Ce projet pharaonique est aussi le symbole de Mohammed ben Salmane. Depuis sa nomination en juin, le prince héritier se pose en homme fort du royaume. Il est d’abord celui qui a réussi à exclure les membres conservateurs de la famille. Et personne ne peut désormais lui faire contrepoids. Ce changement de gouvernance se traduit depuis 2016 par les promesses d’une Arabie Saoudite «modérée et ouverte», en rupture avec l’ultraconservatisme religieux. En témoigne la récente autorisation aux femmes de conduire.
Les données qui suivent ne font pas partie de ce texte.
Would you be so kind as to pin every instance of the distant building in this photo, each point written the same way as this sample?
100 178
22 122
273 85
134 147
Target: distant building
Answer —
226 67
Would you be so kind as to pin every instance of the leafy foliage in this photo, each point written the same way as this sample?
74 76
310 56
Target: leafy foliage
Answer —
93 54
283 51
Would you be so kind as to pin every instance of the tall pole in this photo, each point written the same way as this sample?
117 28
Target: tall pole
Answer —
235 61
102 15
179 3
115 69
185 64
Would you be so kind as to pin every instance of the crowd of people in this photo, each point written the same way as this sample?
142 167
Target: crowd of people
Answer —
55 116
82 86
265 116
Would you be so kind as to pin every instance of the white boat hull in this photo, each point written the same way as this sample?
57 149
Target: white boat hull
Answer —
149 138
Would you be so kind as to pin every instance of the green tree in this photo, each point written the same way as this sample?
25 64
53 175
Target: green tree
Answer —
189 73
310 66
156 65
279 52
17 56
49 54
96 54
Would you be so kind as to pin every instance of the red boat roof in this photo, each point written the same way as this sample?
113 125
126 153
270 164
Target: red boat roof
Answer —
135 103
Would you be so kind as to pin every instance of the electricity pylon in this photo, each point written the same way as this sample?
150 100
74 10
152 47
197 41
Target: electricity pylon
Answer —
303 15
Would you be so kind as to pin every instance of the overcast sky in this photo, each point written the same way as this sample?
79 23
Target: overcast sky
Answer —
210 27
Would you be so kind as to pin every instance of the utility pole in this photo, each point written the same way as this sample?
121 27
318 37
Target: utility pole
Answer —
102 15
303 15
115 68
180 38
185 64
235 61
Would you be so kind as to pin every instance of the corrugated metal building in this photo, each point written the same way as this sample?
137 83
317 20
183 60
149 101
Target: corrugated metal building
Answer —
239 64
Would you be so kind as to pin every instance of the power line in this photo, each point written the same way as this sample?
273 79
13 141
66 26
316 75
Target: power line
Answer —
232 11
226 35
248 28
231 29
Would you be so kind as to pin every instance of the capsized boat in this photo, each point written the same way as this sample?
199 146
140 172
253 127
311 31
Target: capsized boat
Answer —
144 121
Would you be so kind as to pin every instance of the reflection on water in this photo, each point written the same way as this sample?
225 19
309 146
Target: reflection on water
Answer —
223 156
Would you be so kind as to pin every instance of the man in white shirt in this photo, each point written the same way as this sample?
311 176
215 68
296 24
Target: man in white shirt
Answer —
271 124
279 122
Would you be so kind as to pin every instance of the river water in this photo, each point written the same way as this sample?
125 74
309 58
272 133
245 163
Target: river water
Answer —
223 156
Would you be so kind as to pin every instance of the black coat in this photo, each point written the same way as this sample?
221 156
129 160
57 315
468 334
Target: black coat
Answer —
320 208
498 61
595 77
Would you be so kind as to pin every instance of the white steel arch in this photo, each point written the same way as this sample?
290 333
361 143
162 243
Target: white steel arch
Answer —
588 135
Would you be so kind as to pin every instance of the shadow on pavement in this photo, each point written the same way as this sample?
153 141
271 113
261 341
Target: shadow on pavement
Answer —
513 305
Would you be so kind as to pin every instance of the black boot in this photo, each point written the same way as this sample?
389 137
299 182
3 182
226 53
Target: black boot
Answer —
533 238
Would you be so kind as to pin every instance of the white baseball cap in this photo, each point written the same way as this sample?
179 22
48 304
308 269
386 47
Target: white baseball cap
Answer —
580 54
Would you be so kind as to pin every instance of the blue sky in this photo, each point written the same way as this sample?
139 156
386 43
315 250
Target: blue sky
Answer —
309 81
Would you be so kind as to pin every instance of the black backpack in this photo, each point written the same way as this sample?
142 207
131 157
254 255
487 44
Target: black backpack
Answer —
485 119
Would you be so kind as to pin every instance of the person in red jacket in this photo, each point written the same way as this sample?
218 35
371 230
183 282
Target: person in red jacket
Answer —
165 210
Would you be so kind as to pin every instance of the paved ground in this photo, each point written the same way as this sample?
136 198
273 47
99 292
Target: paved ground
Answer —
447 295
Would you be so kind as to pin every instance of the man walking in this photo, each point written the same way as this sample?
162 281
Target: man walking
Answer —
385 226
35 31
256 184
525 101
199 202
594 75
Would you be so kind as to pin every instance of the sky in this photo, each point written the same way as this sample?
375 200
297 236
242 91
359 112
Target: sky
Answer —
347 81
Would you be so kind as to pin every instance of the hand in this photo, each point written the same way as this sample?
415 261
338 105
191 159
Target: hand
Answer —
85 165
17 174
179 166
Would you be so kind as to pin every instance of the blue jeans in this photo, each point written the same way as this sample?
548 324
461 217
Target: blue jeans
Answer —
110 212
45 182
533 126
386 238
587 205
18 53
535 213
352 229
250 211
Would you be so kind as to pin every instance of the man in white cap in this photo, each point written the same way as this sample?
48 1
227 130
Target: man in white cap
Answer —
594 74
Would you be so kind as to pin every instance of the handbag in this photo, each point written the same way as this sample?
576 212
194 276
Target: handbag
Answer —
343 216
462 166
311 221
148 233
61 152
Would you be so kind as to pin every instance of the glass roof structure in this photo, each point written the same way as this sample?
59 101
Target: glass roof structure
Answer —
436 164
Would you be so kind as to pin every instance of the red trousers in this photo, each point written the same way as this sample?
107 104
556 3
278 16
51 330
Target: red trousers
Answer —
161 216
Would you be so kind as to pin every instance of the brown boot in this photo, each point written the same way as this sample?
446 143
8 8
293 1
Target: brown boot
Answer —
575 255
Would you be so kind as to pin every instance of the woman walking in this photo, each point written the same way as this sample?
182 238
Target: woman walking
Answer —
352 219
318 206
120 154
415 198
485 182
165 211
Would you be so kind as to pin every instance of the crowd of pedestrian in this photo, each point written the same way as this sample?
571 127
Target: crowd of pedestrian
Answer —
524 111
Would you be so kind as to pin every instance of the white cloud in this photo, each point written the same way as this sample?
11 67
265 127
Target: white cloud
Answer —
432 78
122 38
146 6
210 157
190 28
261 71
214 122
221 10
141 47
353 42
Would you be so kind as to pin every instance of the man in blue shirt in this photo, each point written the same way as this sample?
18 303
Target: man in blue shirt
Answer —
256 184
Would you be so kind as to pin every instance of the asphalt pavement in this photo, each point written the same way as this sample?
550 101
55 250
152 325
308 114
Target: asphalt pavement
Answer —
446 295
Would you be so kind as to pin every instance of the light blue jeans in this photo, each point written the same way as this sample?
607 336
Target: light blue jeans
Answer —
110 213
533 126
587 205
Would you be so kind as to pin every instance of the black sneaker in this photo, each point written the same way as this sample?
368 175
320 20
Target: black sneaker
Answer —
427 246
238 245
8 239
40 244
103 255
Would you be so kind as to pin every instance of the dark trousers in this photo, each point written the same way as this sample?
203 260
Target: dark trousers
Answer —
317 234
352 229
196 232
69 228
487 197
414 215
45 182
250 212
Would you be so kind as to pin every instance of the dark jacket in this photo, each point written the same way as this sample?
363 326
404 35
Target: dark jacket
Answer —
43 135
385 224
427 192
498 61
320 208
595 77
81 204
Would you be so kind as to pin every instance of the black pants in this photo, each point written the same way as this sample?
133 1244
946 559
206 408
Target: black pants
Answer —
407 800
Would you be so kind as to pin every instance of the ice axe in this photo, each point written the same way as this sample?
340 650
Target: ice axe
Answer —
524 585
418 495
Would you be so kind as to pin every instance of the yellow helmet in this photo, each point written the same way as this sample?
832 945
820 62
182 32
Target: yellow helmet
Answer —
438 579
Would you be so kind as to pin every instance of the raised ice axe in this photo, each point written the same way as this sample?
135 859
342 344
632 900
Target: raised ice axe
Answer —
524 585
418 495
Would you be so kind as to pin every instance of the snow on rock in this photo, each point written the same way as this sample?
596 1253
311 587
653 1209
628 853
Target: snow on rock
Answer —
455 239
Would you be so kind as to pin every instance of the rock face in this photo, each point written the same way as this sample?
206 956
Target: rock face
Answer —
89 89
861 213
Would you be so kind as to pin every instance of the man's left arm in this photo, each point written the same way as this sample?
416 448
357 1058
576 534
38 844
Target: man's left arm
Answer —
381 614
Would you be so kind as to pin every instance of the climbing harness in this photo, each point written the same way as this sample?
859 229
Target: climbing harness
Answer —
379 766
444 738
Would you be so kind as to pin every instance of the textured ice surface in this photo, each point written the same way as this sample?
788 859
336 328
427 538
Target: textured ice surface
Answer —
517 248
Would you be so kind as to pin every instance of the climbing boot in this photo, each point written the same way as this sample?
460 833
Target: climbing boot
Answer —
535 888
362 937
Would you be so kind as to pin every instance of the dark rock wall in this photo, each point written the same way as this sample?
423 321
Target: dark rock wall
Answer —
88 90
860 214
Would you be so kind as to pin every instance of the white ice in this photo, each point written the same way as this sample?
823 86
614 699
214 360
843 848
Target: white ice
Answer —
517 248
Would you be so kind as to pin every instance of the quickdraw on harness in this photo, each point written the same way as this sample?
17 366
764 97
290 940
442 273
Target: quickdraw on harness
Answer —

Les cinémas vont bientôt ouvrir et des Saoudiennes ont célébré la fête nationale mêlées aux hommes. Du jamais vu. «Le prince brise ces interdits sociaux sous prétexte d’impératifs économiques, le royaume a besoin que les Saoudiennes travaillent», souligne Stéphane Lacroix, chercheur au CERI et spécialiste de l’islam politique. Mais le royaume a beau concrétiser sa promesse de moderniser le pays, les arrestations massives sont encore monnaie courante.

Mohammed ben Salmane a également piloté une série d’arrestations de plusieurs prédicateurs conservateurs. «Le conservatisme à l’ancienne est moins partagé aujourd’hui par la société. Les jeunes sont plus ouverts, étudient davantage à l’étranger, notamment grâce au système de bourses mis en place en 2000. Mohammed ben Salmane l’a compris, et c’est ce qui fait sa force», poursuit l’expert. Le prince l’a d’ailleurs confirmé mardi, lors d’un forum économique international à Riyad : «70% de la population saoudienne a moins de 30 ans, et franchement, nous n’allons pas passer trente ans de plus de notre vie à nous accommoder d’idées extrémistes, et nous allons les détruire, maintenant et tout de suite», a-t-il lancé sous les applaudissements nourris des participants. Si le prince héritier drague autant les jeunes, c’est parce que sa vision d’une nouvelle Arabie Saoudite dépend exclusivement d’eux : le royaume n’a jamais investi dans des secteurs de pointe, qui exigent l’emploi d’une main-d’œuvre high-tech. Or pour ce faire, pas besoin de recruter des étrangers : la jeunesse saoudienne, qui se forme de plus en plus aux Etats-Unis, est dotée de la qualification nécessaire.

Ere post-pétrole

L’Arabie Saoudite parviendra-t-elle à basculer dans une prochaine ère post-pétrole ? «Le projet NEOM se fixe pour objectif de remplacer la rente pétrolière par une rente plus libérale, mais il y a toujours cette idée de rente», note Jean-Pierre Séréni. Si la transformation de l’Arabie Saoudite est encore loin d’être gagnée, il est difficile de nier le changement radical que souhaite porter Mohammed Ben Salmane. Un changement qui plus est accepté par la société. «Tout dépend si l’on veut voir le verre à moitié vide ou à moitié plein», conclut Stéphane Lacroix. Le prince héritier reste en tout cas très confiant dans son nouveau projet titanesque. Il l’a rappelé devant son public mardi : «Seuls les rêveurs sont les bienvenus.»